Le roman est un genre dominant dans la littérature actuelle. L’histoire du personnage
romanesque offre aux auteurs contemporains des voies divers, que chacun peut exploiter en
toute liberté. Avec ou sans passé, énigmatiques ou familiers, les personnages sont désormais
multiples et changeants, selon ce que veulent leur faire dire - ou non - les romanciers, selon le
rapport qu’ils veulent établir entre personnage et lecteur. La conception du personnage
romanesque, qu’elle se veuille exhaustive ou lacunaire, reste en tout cas toujours le miroir des
interrogations que l’auteur veut transmettre sur l’homme et le monde.
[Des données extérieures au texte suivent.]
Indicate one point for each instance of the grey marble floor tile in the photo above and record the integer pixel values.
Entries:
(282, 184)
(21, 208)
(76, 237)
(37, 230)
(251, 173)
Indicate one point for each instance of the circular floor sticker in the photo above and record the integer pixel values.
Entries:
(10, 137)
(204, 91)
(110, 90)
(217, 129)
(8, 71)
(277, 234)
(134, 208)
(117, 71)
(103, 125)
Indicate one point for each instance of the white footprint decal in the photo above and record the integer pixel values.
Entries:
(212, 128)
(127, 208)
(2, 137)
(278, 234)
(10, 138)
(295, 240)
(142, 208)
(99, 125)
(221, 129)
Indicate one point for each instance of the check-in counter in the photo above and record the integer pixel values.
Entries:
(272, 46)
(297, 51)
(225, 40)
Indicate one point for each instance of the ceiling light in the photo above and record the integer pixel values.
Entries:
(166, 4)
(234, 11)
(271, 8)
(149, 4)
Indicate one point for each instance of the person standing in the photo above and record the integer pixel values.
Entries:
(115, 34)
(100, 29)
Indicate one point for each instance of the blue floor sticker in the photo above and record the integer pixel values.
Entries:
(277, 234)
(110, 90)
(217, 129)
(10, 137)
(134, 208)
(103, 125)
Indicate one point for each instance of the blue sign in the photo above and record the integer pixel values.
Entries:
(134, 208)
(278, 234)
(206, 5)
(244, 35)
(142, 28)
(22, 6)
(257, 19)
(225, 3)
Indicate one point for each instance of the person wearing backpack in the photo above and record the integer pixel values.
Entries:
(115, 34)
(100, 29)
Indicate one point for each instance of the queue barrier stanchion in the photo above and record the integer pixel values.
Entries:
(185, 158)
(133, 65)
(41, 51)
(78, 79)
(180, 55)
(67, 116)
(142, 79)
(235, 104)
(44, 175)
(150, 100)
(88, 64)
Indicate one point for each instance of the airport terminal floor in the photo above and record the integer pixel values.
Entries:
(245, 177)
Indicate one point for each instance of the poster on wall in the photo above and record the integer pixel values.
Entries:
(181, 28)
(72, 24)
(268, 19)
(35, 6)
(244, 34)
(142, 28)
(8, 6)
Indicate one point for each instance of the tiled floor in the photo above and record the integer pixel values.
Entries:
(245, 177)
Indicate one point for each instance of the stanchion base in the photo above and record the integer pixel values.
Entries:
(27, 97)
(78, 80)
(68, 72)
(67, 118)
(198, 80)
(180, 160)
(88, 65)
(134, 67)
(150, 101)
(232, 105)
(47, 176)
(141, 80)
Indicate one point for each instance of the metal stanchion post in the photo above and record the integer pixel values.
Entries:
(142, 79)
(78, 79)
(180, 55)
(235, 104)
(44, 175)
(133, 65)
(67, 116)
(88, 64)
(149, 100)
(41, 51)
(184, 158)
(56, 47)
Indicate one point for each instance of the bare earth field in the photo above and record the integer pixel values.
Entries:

Les romans
contemporains s’ouvrent à des genres divers, questions soulevées par l’Histoire ou recours à
l’imaginaire. Les romanciers du XXIème siècle explorent toutes les formes narratives
(romans historiques, autobiographiques, récits historiques, romans parodiques, essais, journal
littéraire, contes, etc.). Par exemple, les romans atypiques de Pascal Quignard s’éloignent
délibérément des conventions romanesques en s’engageant dans l’exploration de voix
narratives nouvelles. Ils ouvrent la voie au roman comme “ espace de jeu ”.